As the rhythm of the farm came to be part of me, I couldn’t help but feel things moving inside, changing. The times of connection with community. The times I wanted to go home, to run away. The striving for something greater than the sign of Jonah. The surrender to whatever grace had led me. More than once, I thought of telling Gary about my journey, forgetting that he wasn’t at home waiting. More than once, I believed I recognized his laugh as I bent over the garden bed, walked around the trail, revisited the cemetery. 

It has been nearly four years since I left the farm, and still, I carry the lessons of simplicity. I’ve come to notice a singular focus on appreciating what every moment is offering. A way of simplifying my life to its deeper meaning. A way to die and come back to life. To borrow from Henri Nouwen, it is the experience of entering “into the desert of loneliness” so that it may be transformed “into a garden of solitude.” 

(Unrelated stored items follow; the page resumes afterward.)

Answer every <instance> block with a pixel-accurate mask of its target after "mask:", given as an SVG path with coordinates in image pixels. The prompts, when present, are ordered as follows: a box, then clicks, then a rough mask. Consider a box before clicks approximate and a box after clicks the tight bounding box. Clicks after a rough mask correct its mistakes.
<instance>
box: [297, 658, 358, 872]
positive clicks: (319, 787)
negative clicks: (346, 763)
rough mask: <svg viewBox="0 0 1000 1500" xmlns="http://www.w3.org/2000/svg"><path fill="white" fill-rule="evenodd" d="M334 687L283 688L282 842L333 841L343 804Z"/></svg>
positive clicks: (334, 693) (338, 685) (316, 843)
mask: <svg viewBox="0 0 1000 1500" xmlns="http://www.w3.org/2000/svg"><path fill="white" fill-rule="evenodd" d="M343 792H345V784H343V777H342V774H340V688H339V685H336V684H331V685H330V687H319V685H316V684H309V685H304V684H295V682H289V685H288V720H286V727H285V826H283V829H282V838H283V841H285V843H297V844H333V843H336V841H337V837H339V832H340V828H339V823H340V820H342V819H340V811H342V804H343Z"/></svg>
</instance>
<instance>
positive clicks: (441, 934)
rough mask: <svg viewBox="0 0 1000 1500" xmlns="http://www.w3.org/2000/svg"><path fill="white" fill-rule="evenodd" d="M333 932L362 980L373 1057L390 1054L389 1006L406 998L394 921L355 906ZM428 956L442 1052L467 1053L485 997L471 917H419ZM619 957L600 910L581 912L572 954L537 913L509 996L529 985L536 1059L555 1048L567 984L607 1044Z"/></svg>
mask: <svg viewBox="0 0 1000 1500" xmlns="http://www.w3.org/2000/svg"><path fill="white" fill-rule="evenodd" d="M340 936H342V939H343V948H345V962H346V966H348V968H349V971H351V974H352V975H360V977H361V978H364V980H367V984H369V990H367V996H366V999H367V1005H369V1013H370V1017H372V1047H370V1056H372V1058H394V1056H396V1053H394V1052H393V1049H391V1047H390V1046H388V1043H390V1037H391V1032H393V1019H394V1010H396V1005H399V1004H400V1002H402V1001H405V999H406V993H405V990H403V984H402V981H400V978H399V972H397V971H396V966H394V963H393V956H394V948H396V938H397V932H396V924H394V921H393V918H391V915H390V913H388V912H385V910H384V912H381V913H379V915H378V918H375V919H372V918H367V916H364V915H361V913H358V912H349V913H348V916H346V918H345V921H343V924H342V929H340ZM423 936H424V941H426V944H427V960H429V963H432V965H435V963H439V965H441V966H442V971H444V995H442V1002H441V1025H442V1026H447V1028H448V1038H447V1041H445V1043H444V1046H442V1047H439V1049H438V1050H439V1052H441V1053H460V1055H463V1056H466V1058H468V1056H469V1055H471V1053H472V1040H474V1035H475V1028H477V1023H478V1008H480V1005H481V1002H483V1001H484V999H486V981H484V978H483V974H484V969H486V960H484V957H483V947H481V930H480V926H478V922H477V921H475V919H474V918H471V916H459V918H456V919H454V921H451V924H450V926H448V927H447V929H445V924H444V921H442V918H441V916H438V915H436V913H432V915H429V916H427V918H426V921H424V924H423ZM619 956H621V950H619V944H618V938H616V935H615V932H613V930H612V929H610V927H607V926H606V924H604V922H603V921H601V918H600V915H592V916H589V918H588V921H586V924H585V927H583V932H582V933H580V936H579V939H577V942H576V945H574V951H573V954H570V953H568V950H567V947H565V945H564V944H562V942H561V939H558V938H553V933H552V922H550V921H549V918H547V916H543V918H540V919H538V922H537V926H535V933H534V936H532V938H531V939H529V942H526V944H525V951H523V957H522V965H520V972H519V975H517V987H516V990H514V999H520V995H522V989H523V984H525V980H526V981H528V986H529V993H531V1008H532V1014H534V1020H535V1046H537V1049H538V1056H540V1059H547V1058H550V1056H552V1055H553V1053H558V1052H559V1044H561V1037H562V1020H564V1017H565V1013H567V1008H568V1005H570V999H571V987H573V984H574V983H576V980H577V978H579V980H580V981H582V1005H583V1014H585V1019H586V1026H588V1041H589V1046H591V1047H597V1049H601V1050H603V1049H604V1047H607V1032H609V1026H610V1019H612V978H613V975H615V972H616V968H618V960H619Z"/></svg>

Now, I visit Gary’s grave, simply marked with a smooth black stone and his engraved name. It is sacred ground, and as I kneel, I listen for his laugh and for the whisper of God as the wind runs through the trees.

2 thoughts on “Simplicity in a potter’s field

  1. Eric Fitts says:

    Ann, thank you for sharing a beautiful reflection. In this time of fewer people coming through our doors, stories like yours lift us up and keep us focused on the heart of our mission.

  2. Shannon O'Toole says:

    Ann,
    I was one of the young Caretakers at the Farm when you came through as a Summer Servant, and I remember you fondly. Thank you so much for this beautiful reflection!! It nearly brought me to tears.